You might expect the lead prosecutor against the mastermind of the 1993 World Trade Center bombing to tout the criminal justice system as the premier strategy to fight terrorism. If so, you’re wrong.
It is precisely because of Andy McCarthy’s experience in that capacity that he understands — in a way others can’t — the crippling limitations of law enforcement and criminal prosecutions in combating global terrorism.
Though he led the Justice Department prosecution team that convicted Omar Abdel Rahman, the "Blind Sheik," McCarthy is painfully aware that "as a class, baby-boom attorneys know nothing of war. Prosecutors included." Even this successful effort left way too many militants in place and encouraged the idea that they could attack us with impunity.
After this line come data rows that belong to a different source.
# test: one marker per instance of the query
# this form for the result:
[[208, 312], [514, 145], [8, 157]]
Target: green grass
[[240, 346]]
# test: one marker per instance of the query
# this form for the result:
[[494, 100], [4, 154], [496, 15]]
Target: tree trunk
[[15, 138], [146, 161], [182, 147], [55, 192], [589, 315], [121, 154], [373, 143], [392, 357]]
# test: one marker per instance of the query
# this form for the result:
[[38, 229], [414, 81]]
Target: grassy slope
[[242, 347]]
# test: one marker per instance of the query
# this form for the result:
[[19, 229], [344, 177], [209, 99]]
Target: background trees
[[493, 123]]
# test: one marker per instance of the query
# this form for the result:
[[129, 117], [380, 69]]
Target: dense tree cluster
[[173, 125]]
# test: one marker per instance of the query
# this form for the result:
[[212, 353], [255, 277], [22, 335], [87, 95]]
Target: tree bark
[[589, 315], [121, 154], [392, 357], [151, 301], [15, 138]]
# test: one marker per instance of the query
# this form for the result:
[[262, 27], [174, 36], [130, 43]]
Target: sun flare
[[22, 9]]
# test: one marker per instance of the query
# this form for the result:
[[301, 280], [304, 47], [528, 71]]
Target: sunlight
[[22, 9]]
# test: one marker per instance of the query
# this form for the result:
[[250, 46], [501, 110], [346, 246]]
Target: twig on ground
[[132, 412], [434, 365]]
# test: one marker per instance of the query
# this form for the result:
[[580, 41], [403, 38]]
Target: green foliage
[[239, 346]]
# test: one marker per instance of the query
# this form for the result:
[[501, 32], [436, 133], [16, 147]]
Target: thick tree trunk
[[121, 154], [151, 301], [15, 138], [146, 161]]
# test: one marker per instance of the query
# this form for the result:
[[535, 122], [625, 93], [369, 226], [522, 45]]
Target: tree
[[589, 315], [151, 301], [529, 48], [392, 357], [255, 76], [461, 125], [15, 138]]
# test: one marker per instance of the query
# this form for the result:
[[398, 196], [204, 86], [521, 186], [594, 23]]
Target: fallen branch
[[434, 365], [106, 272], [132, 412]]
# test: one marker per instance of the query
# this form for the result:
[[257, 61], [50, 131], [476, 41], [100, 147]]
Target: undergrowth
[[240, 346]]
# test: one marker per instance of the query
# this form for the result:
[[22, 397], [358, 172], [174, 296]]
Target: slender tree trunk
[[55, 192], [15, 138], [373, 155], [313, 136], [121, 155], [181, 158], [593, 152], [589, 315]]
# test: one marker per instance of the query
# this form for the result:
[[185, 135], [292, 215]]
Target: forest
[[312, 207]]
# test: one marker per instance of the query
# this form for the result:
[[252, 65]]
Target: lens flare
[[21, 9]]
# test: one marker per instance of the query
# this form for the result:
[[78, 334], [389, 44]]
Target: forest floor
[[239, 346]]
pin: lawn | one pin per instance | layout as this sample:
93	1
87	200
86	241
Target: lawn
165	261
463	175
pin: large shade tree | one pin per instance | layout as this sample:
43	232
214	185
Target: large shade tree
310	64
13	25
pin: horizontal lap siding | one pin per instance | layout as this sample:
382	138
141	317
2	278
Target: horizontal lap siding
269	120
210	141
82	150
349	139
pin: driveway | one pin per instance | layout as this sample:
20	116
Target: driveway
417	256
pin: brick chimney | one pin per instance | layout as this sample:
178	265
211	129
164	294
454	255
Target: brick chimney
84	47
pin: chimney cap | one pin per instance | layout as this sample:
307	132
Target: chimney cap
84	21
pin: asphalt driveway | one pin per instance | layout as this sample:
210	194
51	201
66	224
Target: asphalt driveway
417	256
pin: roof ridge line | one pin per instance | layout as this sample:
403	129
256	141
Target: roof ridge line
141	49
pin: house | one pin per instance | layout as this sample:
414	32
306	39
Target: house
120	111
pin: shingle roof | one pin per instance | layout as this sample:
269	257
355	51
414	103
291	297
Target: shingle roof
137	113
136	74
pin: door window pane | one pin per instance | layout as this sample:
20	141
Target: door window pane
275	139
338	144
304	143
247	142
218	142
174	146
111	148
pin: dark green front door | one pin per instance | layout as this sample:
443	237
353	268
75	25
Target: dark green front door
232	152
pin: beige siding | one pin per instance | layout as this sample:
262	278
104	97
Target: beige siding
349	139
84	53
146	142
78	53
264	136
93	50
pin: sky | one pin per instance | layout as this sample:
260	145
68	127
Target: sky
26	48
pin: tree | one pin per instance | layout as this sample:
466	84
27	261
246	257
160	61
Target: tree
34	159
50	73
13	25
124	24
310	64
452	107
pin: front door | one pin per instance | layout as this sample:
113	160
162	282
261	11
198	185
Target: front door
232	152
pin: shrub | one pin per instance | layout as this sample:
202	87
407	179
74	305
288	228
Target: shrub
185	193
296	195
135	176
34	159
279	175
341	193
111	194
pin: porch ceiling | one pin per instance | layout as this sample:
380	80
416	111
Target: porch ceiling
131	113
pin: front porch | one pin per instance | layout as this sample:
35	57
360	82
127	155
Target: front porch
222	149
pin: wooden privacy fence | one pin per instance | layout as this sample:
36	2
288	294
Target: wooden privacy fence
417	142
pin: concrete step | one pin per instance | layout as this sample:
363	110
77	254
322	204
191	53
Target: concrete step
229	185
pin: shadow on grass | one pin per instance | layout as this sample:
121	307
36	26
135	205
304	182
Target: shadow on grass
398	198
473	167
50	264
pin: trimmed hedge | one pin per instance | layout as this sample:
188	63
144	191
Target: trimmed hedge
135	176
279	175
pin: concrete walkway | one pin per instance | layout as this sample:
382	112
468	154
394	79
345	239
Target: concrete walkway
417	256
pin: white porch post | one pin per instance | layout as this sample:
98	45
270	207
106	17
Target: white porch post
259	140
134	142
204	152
The entire orientation of the criminal justice system is to protect the rights of innocents, affording the accused due process and a litany of other constitutional protections. But we are at war with an enemy who doesn’t fight wars according to conventional rules. If we continue to treat them as criminal suspects rather than enemy combatants, they’ll always be many steps ahead of us in a war that only they are fighting. While our government frets over their constitutional rights — rights to which enemy combatants have never been historically entitled — it abdicates its duty to protect American lives.
Before the 9/11 attacks, we simply did not understand that Islamic terrorists had declared war against the United States and that to have any chance in this war, we’d have to engage them militarily.
But even today, partly because of our successes in fighting the war, a good portion of our society won’t or can’t see we are at war. Among those realistic enough to recognize we are at war, far too many think we can pacify the terrorists if we’ll just engage in smarter diplomacy, reform our "imperialistic" impulses and otherwise alter our foreign policy.
In his book, "Willful Blindness: A Memoir of the Jihad," McCarthy debunks these myths and makes a compelling case — sure to drive the purveyors of political correctness to apoplectic distraction — that the Islamic jihadist enemy we face isn’t at war with us because of our geopolitical malfeasance or this or that indignity we’ve allegedly visited upon them.
Their hostility, their aggression, their bellicosity, indeed their brutality, argues McCarthy, springs from Islam itself and its sacred writings. Indeed, the primary cause of Islamic terrorism, he says, is Muslim doctrine.
Islamic terrorists, he says, aren’t some fringe group of violent radicals who have hijacked a religion of peace. While the violent ones are a minority, they are a frightfully significant one in a religion whose membership is about 1.4 billion.
Even many of the so-called moderate Muslims, he notes, share many of the radicals’ goals, if not their deadly methods. These nonviolent Muslims are often sympathetic to what McCarthy calls "soft jihad," which includes promoting the Islamization of our culture, the adoption of Shariah law, sensitivity training for our law enforcement officers and the like. The "moderates" often defer to the jihadists, especially in theological matters, because of their erudition and command of the scriptures.
It would be bad enough if many Americans had their heads in the sand about the true nature and threat of Islamic terrorism. But sadly, our domestic law enforcement and intelligence communities also have a history of failing to take jihadism seriously. If you don’t understand the enemy, you cannot begin to fight it effectively.
If Muslim doctrine is the ultimate source of the jihadist threat against us, we must take that into account in formulating our security doctrine, such as punishing states that enable the exportation of the most radical, violent strains of Islam and refusing to tolerate their terrorist sanctuaries. While McCarthy doesn’t advocate profiling, he does say we can’t treat a person’s ideology as irrelevant.
Instead of approaching the war tentatively, we must be aggressive, offensive and pre-emptive. And while it’s fine for us to harbor the hope — however unrealistic — that Islam will reform itself, we must not under any circumstances apologize for who we are and who we are not. And we are not — and don’t intend to become — an Islamic society.
McCarthy is not the garden-variety pundit pontificating about the threat of Islamic jihad based on a plethora of articles or books he’s read. He became familiar with the enemy firsthand while directing the historic prosecution he relates in riveting detail in his book.
"Willful Blindness" is not only captivating — it is sobering, even horrifying, shaking us out of our complacency and demanding we face head-on the relentlessness, unscrupulousness and implacably permanent commitment of our enemy to our total submission or destruction.